Dalla sconfitta sul campo a quella nelle urne: perché la sinistra non riesce a imparare dai propri fallimenti
Quando si perde, si dovrebbe riflettere. Non negare
Il calcio e la politica raramente si sovrappongono, ma c’è un momento in cui si assomigliano molto: quello della sconfitta. In entrambi i casi, c’è sempre la possibilità di una riscossa. A patto che si abbia il coraggio di guardarsi allo specchio, riconoscere gli errori e correggerli. Che si tratti di una squadra o di un partito, la premessa di ogni rinascita è l’assunzione di responsabilità.
Ma c’è chi, ostinatamente, nega l’evidenza
Parlo anche per esperienza personale – da interista. Quando perdi 5-0, non puoi rifugiarti nella statistica dei tiri in porta. Hai perso e basta. Lo stesso vale in politica. Se lanci dei referendum per rafforzare il tuo consenso e ottieni una delle affluenze più basse della storia repubblicana, non hai colpito il governo: hai minato la tua stessa leadership, i tuoi programmi, la tua credibilità.
Un esempio dal passato: Bossi nel 1999.
Umberto Bossi, dopo la sconfitta alle Europee del 1999, non si dimise. Ma cambiò strategia: scaricò i colonnelli, abbandonò la linea moderata e si riposizionò. Non rivendicò una vittoria inesistente. Fece pulizia, corresse la rotta e tornò a dettare l’agenda. Fu un leader, non un tifoso cieco.
Oggi, la sinistra sembra fare l’esatto contrario
La segretaria del Partito Democratico Elly Schlein, invece, non sembra voler prendere atto di una débâcle. Due segnali dovrebbero farle scattare l’allarme. Il primo arriva da Pina Picierno, esponente riformista del suo stesso partito, che ha dichiarato: “Schlein è incastrata nel passato, ha fatto un regalo a Giorgia Meloni presentandosi in preda a polarizzazioni identitarie e intrappolata in una bolla di tifoserie avversarie” (intervista a Il Foglio).

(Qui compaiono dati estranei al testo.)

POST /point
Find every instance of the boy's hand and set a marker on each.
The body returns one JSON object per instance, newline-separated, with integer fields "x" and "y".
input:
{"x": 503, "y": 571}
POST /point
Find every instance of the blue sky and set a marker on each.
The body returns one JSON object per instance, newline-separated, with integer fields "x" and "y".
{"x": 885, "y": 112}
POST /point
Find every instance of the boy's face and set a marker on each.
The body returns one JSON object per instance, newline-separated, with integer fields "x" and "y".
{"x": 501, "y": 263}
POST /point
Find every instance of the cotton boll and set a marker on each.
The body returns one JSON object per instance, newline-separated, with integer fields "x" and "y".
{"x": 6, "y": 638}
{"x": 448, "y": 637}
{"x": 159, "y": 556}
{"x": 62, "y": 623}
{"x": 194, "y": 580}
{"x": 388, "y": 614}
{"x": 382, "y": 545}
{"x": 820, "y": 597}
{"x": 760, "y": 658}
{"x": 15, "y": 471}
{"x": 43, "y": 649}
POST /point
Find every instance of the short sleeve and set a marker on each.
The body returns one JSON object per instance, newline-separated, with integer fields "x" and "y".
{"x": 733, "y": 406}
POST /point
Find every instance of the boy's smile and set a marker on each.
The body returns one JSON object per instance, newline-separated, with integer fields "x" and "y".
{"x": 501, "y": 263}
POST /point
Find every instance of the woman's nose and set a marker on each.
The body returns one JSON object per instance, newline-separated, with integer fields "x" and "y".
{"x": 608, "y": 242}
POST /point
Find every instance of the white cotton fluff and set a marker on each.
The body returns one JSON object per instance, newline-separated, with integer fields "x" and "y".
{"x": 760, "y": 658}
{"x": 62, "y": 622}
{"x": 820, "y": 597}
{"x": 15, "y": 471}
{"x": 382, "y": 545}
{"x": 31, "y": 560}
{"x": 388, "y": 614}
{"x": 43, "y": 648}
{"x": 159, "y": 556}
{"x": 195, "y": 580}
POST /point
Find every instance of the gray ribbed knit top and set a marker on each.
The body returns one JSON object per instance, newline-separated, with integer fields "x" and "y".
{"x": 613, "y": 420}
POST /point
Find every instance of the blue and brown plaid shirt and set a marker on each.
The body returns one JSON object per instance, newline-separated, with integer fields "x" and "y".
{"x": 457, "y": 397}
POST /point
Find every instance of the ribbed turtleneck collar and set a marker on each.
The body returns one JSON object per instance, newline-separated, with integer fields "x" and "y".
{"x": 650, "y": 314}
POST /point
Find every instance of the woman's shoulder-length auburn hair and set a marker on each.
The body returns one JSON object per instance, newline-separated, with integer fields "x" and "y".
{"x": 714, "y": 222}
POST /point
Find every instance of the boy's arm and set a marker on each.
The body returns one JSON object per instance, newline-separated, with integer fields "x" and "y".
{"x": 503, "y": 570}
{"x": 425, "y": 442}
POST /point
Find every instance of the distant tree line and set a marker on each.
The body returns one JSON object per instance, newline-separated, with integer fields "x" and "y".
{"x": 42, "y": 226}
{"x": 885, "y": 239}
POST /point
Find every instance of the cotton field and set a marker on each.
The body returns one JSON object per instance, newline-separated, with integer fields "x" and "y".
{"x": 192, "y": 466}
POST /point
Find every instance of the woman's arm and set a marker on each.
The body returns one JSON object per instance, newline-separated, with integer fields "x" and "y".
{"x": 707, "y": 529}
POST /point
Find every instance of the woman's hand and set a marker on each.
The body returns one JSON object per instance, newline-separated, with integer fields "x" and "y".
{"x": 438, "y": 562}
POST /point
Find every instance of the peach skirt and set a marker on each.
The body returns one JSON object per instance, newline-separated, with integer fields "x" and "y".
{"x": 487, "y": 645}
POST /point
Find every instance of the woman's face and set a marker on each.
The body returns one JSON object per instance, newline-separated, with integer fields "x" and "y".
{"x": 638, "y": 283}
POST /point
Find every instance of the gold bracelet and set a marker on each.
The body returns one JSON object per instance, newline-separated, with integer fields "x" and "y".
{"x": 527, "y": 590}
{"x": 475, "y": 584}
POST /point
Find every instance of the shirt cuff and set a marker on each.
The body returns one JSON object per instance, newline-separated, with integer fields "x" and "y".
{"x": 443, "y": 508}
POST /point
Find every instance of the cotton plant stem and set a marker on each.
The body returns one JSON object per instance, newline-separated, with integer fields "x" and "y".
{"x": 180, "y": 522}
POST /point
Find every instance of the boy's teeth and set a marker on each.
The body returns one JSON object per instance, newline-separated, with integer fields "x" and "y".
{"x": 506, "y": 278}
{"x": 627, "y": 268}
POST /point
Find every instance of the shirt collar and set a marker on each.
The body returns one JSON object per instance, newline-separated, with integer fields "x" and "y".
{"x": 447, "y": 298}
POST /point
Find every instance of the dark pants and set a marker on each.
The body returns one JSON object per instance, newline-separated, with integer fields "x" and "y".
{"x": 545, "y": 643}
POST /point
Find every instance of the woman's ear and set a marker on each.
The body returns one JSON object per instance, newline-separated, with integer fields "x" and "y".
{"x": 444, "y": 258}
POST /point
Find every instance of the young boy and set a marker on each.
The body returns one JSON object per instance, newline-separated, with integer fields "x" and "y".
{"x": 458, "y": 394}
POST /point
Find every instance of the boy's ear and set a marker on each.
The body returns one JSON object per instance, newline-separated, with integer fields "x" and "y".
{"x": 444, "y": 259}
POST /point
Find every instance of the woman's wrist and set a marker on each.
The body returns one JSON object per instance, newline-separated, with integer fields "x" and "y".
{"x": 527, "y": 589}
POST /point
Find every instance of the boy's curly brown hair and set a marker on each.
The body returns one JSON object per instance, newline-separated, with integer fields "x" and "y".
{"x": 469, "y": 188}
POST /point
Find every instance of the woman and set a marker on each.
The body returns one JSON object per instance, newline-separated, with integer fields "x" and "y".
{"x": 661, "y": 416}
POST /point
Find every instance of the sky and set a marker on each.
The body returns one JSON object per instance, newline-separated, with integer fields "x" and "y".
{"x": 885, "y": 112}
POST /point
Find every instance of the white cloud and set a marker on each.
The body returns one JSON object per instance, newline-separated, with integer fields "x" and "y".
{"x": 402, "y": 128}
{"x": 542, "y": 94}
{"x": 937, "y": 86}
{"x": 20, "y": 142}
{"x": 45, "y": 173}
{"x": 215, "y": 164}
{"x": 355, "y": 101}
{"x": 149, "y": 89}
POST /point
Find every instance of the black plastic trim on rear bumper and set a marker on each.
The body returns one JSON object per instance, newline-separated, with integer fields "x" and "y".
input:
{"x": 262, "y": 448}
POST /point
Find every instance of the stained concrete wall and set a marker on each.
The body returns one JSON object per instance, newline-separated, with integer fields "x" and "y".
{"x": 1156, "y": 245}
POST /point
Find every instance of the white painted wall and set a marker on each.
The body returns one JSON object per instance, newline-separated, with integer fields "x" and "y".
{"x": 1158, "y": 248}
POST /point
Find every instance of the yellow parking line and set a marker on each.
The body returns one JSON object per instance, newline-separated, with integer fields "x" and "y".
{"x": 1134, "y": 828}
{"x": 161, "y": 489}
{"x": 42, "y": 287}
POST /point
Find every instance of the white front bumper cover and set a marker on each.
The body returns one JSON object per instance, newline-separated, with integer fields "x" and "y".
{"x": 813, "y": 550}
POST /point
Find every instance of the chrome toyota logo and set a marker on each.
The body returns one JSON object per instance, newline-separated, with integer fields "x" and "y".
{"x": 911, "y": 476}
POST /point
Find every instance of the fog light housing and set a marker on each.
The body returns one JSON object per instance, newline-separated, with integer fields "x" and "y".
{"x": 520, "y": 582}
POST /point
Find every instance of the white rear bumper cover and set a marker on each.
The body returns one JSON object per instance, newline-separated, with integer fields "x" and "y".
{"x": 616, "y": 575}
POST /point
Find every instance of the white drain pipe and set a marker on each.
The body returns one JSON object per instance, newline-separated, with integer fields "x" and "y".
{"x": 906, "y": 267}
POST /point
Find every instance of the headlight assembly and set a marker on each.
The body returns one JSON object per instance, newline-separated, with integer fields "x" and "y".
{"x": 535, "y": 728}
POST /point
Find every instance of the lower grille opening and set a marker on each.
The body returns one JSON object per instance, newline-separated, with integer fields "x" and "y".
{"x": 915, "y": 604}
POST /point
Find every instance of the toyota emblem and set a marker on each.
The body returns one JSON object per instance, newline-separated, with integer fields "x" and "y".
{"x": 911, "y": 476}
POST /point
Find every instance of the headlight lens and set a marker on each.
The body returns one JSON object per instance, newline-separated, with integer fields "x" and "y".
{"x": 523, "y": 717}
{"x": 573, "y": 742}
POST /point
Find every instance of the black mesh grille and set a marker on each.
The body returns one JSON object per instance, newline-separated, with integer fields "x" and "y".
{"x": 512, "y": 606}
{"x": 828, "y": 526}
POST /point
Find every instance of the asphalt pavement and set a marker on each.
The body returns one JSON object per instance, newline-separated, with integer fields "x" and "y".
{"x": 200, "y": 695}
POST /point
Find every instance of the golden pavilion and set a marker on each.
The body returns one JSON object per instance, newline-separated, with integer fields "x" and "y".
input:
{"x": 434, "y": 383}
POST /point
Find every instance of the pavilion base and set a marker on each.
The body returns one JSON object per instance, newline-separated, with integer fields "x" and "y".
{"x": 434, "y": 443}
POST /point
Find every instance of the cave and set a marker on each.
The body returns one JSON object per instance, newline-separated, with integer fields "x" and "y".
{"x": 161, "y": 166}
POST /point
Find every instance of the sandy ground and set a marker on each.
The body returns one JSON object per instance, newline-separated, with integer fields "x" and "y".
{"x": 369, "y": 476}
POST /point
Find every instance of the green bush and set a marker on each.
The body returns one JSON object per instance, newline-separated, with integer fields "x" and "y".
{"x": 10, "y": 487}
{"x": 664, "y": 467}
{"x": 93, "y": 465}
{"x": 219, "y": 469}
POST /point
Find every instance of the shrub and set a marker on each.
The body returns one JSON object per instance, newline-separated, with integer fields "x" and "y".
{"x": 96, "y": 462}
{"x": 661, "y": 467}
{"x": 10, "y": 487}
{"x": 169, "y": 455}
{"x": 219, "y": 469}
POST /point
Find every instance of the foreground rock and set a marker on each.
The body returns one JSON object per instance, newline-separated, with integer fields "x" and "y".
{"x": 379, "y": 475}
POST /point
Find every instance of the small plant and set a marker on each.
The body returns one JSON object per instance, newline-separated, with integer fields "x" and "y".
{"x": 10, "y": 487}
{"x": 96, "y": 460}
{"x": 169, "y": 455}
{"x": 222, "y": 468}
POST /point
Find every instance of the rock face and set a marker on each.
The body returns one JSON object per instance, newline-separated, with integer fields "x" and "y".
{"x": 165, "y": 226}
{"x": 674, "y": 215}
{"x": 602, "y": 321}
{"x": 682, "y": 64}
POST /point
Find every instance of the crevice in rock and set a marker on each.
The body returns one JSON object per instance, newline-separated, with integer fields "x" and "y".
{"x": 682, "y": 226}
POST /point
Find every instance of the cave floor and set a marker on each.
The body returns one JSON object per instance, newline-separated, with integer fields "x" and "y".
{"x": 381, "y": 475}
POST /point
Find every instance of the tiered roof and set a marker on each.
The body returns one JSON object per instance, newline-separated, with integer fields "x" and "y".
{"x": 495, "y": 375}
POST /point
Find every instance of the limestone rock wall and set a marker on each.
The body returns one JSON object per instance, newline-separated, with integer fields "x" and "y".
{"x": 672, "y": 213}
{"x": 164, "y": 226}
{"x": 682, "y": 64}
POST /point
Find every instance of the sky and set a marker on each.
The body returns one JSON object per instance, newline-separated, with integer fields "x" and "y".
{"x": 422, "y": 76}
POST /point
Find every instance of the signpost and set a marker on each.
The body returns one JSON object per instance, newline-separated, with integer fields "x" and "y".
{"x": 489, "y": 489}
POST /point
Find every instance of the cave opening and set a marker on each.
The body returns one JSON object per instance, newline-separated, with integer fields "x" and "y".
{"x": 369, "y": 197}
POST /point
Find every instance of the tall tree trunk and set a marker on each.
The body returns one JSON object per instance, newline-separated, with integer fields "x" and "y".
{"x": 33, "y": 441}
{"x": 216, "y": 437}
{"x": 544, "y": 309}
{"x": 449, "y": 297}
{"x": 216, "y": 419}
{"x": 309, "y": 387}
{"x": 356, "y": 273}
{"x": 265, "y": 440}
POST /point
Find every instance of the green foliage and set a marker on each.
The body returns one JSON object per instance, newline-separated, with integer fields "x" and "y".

Il secondo segnale d’allarme: Carlo Calenda
Dall’esterno, ma dal centro dell’elettorato moderato, Carlo Calenda ha rincarato la dose: “È stato un autogol. Il referendum è stato usato per sconfessare il governo, non per proporre soluzioni. Hanno voluto dire che i 12 milioni di italiani erano loro elettori” (intervista al Corriere della Sera). Il risultato? Una spaccatura: il campo largo sfonda a sinistra ma perde tutto il centro.
E poi c’è un dato che nessuno sembra voler leggere
Soprattutto sul referendum sulla cittadinanza, ha votato praticamente solo l’elettorato di sinistra. E un terzo ha detto no. Segno che il tema è tutt’altro che condiviso, anche tra i propri simpatizzanti. Eppure, la segretaria e la sua dirigenza sembrano ignorare il messaggio.
Il problema non è perdere. È non voler cambiare
Nello sport come nella politica, l’errore più grave non è la sconfitta, ma la negazione. Continuare a dire che “abbiamo ragione, è il mondo a non capire”, anche quando i numeri dicono il contrario, è un segno di debolezza, non di coerenza. Un buon leader – come un buon allenatore – sa che è proprio dopo una batosta che si vede di che pasta sei fatto.